Experiments are limited to 3B/7B models and three benchmarks. The impact of larger teachers, stronger students, instruction-tuning mixtures, RLHF post-processing, de-watermarking attacks, or output paraphrasing on fingerprint retention warrants systematic evaluation.
The paper discusses legitimate use cases for IP protection, but the same technology could be used to invisibly tag user interaction data. Thus, actual deployment requires transparency policies, key management, and false-positive appeal mechanisms.
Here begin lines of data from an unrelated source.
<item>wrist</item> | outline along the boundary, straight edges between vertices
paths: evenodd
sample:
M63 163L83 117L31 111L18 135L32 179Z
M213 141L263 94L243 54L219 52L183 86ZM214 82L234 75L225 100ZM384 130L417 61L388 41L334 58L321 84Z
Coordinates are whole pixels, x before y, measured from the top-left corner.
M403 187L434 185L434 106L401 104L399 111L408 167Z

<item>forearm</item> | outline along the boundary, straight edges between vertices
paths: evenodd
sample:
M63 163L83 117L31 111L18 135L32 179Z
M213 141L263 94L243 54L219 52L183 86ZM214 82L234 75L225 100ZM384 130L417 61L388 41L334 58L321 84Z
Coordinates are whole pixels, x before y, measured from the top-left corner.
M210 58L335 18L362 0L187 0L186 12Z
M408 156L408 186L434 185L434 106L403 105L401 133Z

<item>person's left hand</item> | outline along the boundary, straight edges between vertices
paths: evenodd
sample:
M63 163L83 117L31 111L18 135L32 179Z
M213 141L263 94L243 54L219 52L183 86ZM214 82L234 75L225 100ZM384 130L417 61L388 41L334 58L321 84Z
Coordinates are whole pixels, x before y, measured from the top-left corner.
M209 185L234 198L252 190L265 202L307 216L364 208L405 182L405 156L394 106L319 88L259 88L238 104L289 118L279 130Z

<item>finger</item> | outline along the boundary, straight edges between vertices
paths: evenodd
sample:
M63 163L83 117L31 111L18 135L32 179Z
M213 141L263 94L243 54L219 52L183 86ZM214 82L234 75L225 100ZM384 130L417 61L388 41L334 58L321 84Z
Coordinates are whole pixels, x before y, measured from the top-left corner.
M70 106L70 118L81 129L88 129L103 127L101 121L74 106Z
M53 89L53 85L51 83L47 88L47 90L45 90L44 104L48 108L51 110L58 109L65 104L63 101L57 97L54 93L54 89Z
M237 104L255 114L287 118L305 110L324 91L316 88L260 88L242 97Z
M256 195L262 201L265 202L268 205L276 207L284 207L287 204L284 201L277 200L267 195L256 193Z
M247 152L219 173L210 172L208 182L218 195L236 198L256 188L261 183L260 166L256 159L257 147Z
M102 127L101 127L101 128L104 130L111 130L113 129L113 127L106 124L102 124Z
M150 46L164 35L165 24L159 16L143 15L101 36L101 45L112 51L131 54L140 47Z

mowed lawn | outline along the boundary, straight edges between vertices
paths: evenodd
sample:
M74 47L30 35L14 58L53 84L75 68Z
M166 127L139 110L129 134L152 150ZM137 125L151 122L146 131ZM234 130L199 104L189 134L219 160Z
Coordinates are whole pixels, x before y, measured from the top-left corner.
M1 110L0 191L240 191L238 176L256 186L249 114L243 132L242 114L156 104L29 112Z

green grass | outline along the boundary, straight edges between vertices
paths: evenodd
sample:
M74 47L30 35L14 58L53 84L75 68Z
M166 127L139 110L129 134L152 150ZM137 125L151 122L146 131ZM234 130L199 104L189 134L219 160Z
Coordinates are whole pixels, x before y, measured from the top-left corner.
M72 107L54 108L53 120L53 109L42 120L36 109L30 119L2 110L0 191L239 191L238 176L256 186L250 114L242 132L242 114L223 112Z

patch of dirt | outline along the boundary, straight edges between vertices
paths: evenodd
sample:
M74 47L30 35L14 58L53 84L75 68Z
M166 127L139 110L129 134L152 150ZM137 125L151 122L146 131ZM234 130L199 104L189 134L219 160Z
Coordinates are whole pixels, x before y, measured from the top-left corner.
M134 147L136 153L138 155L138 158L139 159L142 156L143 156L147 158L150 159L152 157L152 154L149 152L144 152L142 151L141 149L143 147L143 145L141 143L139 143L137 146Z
vs Red-and-Green-List Watermark: Traditional schemes apply uniform biases to green list tokens and count frequencies during detection; ADFP keeps the detection framework but weights the generation side by student learning gain, making it easier to internalize at the same quality cost.
vs Watermarking Makes Language Models Radioactive: "Radioactive" watermarking proved that output watermarks can transfer to downstream students; ADFP further asks how to design watermark perturbations specifically suited for distillation transfer.
vs Antidistillation Sampling: Original ADS aimed to defensively degrade student performance; this work converts the same gradient idea into a detectable, statistical fingerprinting tool, emphasizing teacher quality and student utility.
vs Membership Inference / Memorization Detection: MIA often asks if a specific sample was in the training set, which is noisy in LLMs; ADFP asks if the student absorbed a distribution-level signal controlled by a key, shifting the task from single-sample memorization to statistical bias detection.

Rating¶

Novelty: ⭐⭐⭐⭐⭐ Applying antidistillation learning dynamics to watermark fingerprinting is a clean and effective problem definition.
Experimental Thoroughness: ⭐⭐⭐⭐ Covers math, dialogue, code, open/closed-weight, proxy matching/mismatch, and various fine-tuning settings, though it lacks evaluation against larger models and active evasion attacks.
Writing Quality: ⭐⭐⭐⭐ Clear main line and strong support between theory and experiments; a minor drawback is the reliance on curves in the main text, requiring some hunting through the appendix for specific values.
Value: ⭐⭐⭐⭐⭐ Highly relevant for model distillation attribution and API IP protection; provides a general paradigm for "internalizable" watermarking.